Being the father of a teenage girl, I went into "dad" mode the moment I saw Davona -- just over a year ago, now. Blonde and achingly pretty, she was sitting in the doorway of one of our neighbouring buildings, which was under renovation at the time. It was a Saturday afternoon, and I stopped to chat and invited her to come to the Mission service, where I was headed. She thanked me for the invitation, but didn't come up.
A couple of days later, though, she came into The Lord's Rain -- more for the coffee than anything else. It's easy to look at a girl like Davona and assume that she's drugged-out and working the streets; then you want to scream, "GET OUT! OUT WHILE YOU STILL HAVE YOUR BEAUTY! OUT WHILE YOU STILL HAVE YOUR LIFE! OUT WHILE YOU STILL HAVE YOUR TEETH!"
But on closer examination, Davona looks more like 30-ish. The fact that she still seems to have her own teeth is a sign that maybe the drug habit -- if she has one -- isn't so bad. But there was something else about Davona that wasn't right.

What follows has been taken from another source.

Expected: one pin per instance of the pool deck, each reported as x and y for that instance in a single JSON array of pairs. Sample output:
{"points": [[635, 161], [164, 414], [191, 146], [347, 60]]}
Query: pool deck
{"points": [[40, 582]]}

She would carry on conversations with us -- except her voice would fade to nothing and/or she'd start speaking to the wall or her shoes, leaving you wondering if she was ever talking to you in the first place.
She would also show signs of obsessive-compulsiveness. She would go to a large box of clothes and start pulling them out one by one, examining each piece in detail. I'd find myself on tenterhooks, waiting to admonish her about taking so many pieces of clothing. (The house rule is a two-article maximum. Generally, the people respect that.) But instead of taking the clothing she had pulled out, Davona would carefully and methodically fold each one and put it back in the box. Sometimes, she'd take them out again and repeat the process. Occasionally, she might even keep a garment for herself.
Talking to Davona is like driving on the Interstate and your radio has a wonky tuner: you constantly have to do something to keep it tuned in. She'd carry on these conversations with no one in particular, but all you'd need to do is call her name, and she'd immediately snap back into reality -- or your reality, at any rate, as opposed to the one she had lapsed into. But after maybe 3 minutes, the frequency would start to drift again and you'd either have to call her name to jar the tuning knob back into position or just let her continue and go and do something else.
As often happens with people on the DTES, Davona disappeared for a few months. People do that. Sometimes, they've been arrested. Maybe they get a job and move away. Maybe they lose the job and move back. About two months ago, Davona turned up again. She was a bit more lucid, incessantly fussy in the mirror ... and pregnant.
Danilo tried to press her for information as to how it happened. Well, maybe not the how part, but information about the father. He got nowhere. Another of the women who often come into The Lord's Rain had a baby about a year and a half ago, and that little girl was seized by the Child and Families Ministry shortly after birth. There was an unspoken assumption that the same thing would happen with Davona's baby.
And that was the last we saw of Davona ... until today. I was walking through Waterfront Station, when a very familiar blonde face passed by. I called to her, and yes, it was Davona. And strapped to her front was a Snugli with baby sound asleep inside. "Her name is Shine," she told me, stroking the little head. I was in the middle of some INCREDIBLY IMPORTANT work and had to catch up with some others so aside from a little more sighing over the baby and telling each other it was nice to see the other again, there wasn't much chance to catch up.
In a story that could have so many unhappy elements to it, I'm believing for the happy ones all the way through. That Davona has the support she needs, that she's healthy mentally and physically, that the baby stays healthy and grows ... that everyone involved will see a miracle of God through all of it. A new little life, coming out of (and hopefully, staying out of) the DTES: that amid what often appears to be a land of walking dead, we have a sign that God wants life to keep going -- even there.
Especially there.
In your own way, in your own time, lift up Davona and Shine in prayer.